Containers offer a compelling solution for isolating OpenStack services, but running the control plane on an orchestrator such as Kubernetes or Docker Swarm adds significant complexity and operational overheads.
The hosts in an OpenStack control plane must somehow be provisioned, but deploying a secondary OpenStack cloud to do this seems like overkill.

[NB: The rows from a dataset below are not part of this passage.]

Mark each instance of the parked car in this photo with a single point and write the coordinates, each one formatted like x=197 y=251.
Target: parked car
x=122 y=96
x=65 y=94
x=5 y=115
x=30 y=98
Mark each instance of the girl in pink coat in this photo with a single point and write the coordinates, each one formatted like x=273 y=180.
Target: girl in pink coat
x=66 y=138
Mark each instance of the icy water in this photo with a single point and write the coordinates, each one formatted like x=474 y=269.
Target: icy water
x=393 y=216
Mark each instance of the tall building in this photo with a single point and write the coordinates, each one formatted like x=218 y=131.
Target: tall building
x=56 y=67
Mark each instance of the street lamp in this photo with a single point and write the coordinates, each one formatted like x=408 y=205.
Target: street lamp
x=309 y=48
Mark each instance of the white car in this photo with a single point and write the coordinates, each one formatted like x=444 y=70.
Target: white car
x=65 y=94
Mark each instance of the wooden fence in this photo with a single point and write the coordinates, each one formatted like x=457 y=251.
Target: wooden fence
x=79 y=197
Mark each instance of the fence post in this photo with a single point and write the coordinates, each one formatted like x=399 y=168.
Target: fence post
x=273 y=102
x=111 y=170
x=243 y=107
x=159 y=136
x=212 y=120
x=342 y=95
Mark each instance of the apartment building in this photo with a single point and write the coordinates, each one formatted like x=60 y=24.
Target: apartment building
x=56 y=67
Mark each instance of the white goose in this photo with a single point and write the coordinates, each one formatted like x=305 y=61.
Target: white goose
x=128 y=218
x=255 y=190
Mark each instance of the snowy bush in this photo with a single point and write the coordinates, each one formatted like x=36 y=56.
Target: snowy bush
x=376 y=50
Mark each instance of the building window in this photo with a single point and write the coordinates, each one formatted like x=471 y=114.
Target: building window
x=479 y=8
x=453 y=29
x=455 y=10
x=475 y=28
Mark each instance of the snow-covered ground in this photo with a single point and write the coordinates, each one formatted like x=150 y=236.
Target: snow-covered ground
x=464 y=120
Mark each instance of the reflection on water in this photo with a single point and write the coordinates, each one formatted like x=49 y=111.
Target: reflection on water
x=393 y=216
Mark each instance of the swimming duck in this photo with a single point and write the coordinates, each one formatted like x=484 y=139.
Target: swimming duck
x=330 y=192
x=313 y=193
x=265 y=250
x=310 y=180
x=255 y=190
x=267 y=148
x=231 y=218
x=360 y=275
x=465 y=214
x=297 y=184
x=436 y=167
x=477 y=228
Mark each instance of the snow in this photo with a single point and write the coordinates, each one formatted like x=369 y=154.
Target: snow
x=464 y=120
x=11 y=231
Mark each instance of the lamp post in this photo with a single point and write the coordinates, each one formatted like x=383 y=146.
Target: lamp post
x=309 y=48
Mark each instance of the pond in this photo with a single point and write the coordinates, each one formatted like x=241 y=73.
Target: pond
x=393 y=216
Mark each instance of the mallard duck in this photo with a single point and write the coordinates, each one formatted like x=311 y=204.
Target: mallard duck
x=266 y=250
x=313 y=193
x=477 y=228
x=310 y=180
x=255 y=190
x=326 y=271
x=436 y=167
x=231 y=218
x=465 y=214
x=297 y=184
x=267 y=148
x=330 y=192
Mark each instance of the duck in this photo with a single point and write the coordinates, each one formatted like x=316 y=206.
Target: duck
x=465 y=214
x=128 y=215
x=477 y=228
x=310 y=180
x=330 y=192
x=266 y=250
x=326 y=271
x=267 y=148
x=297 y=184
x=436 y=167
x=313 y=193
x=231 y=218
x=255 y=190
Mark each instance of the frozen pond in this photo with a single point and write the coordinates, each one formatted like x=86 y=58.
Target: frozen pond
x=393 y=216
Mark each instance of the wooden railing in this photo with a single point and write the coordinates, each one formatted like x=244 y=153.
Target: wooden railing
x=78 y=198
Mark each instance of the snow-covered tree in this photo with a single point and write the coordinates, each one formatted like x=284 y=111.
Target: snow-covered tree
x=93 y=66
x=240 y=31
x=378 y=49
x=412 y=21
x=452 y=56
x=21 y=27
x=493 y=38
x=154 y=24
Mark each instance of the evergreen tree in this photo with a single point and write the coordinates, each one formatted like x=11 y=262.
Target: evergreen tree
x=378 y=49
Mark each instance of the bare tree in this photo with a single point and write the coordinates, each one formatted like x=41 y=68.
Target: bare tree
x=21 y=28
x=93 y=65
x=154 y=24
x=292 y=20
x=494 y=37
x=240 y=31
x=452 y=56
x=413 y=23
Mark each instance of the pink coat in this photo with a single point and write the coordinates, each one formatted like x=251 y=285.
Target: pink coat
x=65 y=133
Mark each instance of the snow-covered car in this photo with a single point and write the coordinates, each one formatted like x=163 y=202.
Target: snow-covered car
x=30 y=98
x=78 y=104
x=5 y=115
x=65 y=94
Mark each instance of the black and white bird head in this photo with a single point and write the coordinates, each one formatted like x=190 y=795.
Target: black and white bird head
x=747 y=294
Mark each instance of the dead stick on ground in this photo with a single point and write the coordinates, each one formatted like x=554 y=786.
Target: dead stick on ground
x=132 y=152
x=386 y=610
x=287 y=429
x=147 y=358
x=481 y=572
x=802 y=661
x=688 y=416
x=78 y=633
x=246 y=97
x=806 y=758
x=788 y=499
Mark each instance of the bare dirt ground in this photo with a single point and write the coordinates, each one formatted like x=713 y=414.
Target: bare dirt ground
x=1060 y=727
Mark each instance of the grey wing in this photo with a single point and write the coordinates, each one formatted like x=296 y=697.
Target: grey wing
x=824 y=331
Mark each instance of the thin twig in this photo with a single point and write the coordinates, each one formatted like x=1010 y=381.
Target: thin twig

Kayobe stands on the shoulders of giants:
- OpenStack bifrost discovers and provisions the cloud
- OpenStack kolla builds container images for OpenStack services
- OpenStack kolla-ansible delivers painless deployment and upgrade of containerised OpenStack services
To this solid base, kayobe adds:
- Configuration of cloud host OS & flexible networking
- Management of physical network devices
- A friendly openstack-like CLI
All this and more, automated from top to bottom using Ansible.
Features
- Heavily automated using Ansible
- kayobe Command Line Interface (CLI) for cloud operators
- Deployment of a seed VM used to manage the OpenStack control plane
- Configuration of physical network infrastructure
- Discovery, introspection and provisioning of control plane hardware using OpenStack bifrost
- Deployment of an OpenStack control plane using OpenStack kolla-ansible
- Discovery, introspection and provisioning of bare metal compute hosts using OpenStack ironic and ironic inspector
- Virtualised compute using OpenStack nova
- Containerised workloads on bare metal using OpenStack magnum
- Big data on bare metal using OpenStack sahara
- Control plane monitoring using Prometheus and Grafana.
- Log aggregation using OpenSearch and OpenSearch Dashboards.
Documentation
https://docs.openstack.org/kayobe/latest/
Release Notes
https://docs.openstack.org/releasenotes/kayobe/
Bugs
https://bugs.launchpad.net/kayobe
Community
OFTC's IRC channel: #openstack-kolla
License
Kayobe is distributed under the Apache 2.0 License.